A 54ans, Sapho est une chanteuse éprouvée, mais une toute nouvelle poétesse. Palabres sur la force de l’écriture, le thé et l’excès, avant son passage le 25 septembre à L’Echandole, à l’occasion des 25 ans du théâtre.

Une dizaine d’albums et trois romans à son actif, la fougueuse Sapho a signé cette année son premier recueil de poèmes, le très intense Livre des 14 semaines (Editions de la Différence). La lecture qu’elle en donnera à l’occasion des 25 ans du Théâtre de L’Echandole (lire notre supplément du 11septembre), accompagnée du guitariste flamenco Vicente Almáraz, était une raison de plus de rencontrer la poétesse de Marrakech.


- Comment est né votre recueil de poèmes?

- J’ai commencé à faire des textes, un été, à Temara, et je me suis dit qu’il fallait une architecture à ces textes. Pour moi, dans l’acte d’écrire de la poésie il y a à la fois l’idée de la chose jetée, inventée, qui se risque, qui va jusqu’au vertige, et quelque chose d’architectural, une contrainte de construction. Je me suis donc demandé quelle était ma contrainte. Je me suis dit que je voulais réintroduire du temps, parce que je trouvais que le temps était absent, qu’on avait aboli le temps dans la poésie contemporaine. J’ai exprès mis des jours parce que ça matérialise le temps d’une manière qu’on ne peut pas nier.

- Que peut ramener la poésie qui aurait été perdu, ou recouvert?

- Elle ressuscite le sujet! D’abord sa singularité, par rapport à ce que serait la langue empruntée, la langue de bois. La poésie c’est l’aventure de l’écriture, c’est la délinquance de l’écriture. Le poète est quelqu’un qui s’attaque à la langue et qui essaie de la faire sienne, qui essaie de trouver sa porosité. Et malgré tout, même s’il s’attaque à la langue, il faut qu’elle parle! Il la fait parler autrement et il la réveille.

- Dans votre recueil, vous dites que vous ne savez pas haïr avec persévérance. Aimer, oui?

- Malheureusement! L’amour est une seconde nature pour moi, un souci, une activité que je trouve extrêmement fatigante. Mais en même temps je comprends la chance de pouvoir aimer ou de se savoir aimé(e). Quelquefois, c’est très douloureux, parce que vous rencontrez quelqu’un qui est trop loin, ou qui n’est pas pour vous. Vous rencontrez aussi cette posture froide, qui s’érige en système, et qui produit ce que nous connaissons… enfin je veux dire l’abus de pouvoir, et toutes ces choses qui sont terribles, haïssables, dangereuses et meurtrières. C’est peut-être pour ça qu’une parole singulière, qui parle à la première personne, celle du poète, est une parole de résistance. Parce que c’est une parole qui est tissée à sa façon et qui résiste à la parole totalitaire.

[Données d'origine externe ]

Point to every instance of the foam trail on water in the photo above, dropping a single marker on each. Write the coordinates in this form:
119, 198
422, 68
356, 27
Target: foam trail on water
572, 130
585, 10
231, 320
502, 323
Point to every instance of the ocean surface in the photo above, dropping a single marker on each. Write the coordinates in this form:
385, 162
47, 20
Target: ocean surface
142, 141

- Le contraste entre le monde du showbiz et les traditions dont vous avez hérité est-il parfois déchirant?

- Mais depuis le début, ma vie est déchirante (elle s’esclaffe)! J’ai toujours été dans un état d’exil. J’ai toujours changé de langue, j’aime beaucoup cette traversée, j’aime beaucoup traduire parce que je crois que c’est une activité qui m’est impartie.

- De quelle manière?

- J’ai passé mon temps à faire une passerelle entre des mondes qui ne s’entendaient pas toujours. Parce que j’ai en moi le souvenir très vif de juifs, de musulmans et de chrétiens qui pouvaient tout à fait vivre ensemble, manger ensemble, dormir ensemble.

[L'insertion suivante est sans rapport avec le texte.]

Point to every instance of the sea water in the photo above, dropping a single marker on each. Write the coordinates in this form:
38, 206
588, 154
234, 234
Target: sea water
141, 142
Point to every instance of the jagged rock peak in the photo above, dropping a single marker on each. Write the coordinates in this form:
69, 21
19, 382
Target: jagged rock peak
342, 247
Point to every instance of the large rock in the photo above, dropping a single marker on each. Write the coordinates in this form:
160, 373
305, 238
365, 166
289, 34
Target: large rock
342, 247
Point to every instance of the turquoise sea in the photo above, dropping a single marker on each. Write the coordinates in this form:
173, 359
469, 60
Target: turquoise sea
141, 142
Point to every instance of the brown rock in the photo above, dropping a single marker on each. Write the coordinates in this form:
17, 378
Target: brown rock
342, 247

- Cette cohabitation vous semble-t-elle compromise?

- On vit un moment de crise, mais ça ne veut rien dire. Le pire est à craindre, mais le meilleur aussi. C’est un moment affreux, d’enlisement. Il n’y a pas de guerre qui aurait explosé, ça bouchonne un peu partout, avec une idéologie dominante mondiale qui est la chose américaine, le royaume de l’économie. A son manager, qui fait son entrée: Dans un quart d’heure on part, alors arrête de tourner comme un corbeau, tu me donnes le tournis!

- D’où vient votre fascination pour le thé?

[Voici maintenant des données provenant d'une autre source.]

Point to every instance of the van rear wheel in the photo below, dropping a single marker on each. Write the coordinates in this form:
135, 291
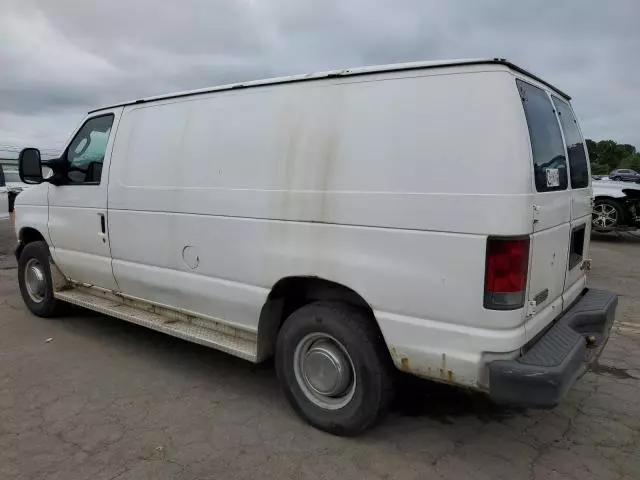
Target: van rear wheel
34, 279
607, 215
333, 367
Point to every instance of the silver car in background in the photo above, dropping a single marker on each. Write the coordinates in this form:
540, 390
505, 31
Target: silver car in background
616, 206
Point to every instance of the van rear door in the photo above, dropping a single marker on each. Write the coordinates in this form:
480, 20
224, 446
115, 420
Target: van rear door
581, 195
552, 208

- C’est un héritage du Maroc, où on en boit beaucoup. Ma grand-mère était une grande buveuse de thé. Je suis quelqu’un de très excessif et je sais que si je bois une goutte d’alcool, je boirai un tonneau. Mon corps étant un instrument utile, j’ai une hygiène de vie insensée. Je suis un ascète, parce que j’ai peur de mes excès! Je ne touche à rien, d’ailleurs je n’ai pas besoin de ça. Les gens se demandent toujours si j’ai bu quelque chose, mais c’est une adrénaline absolument naturelle.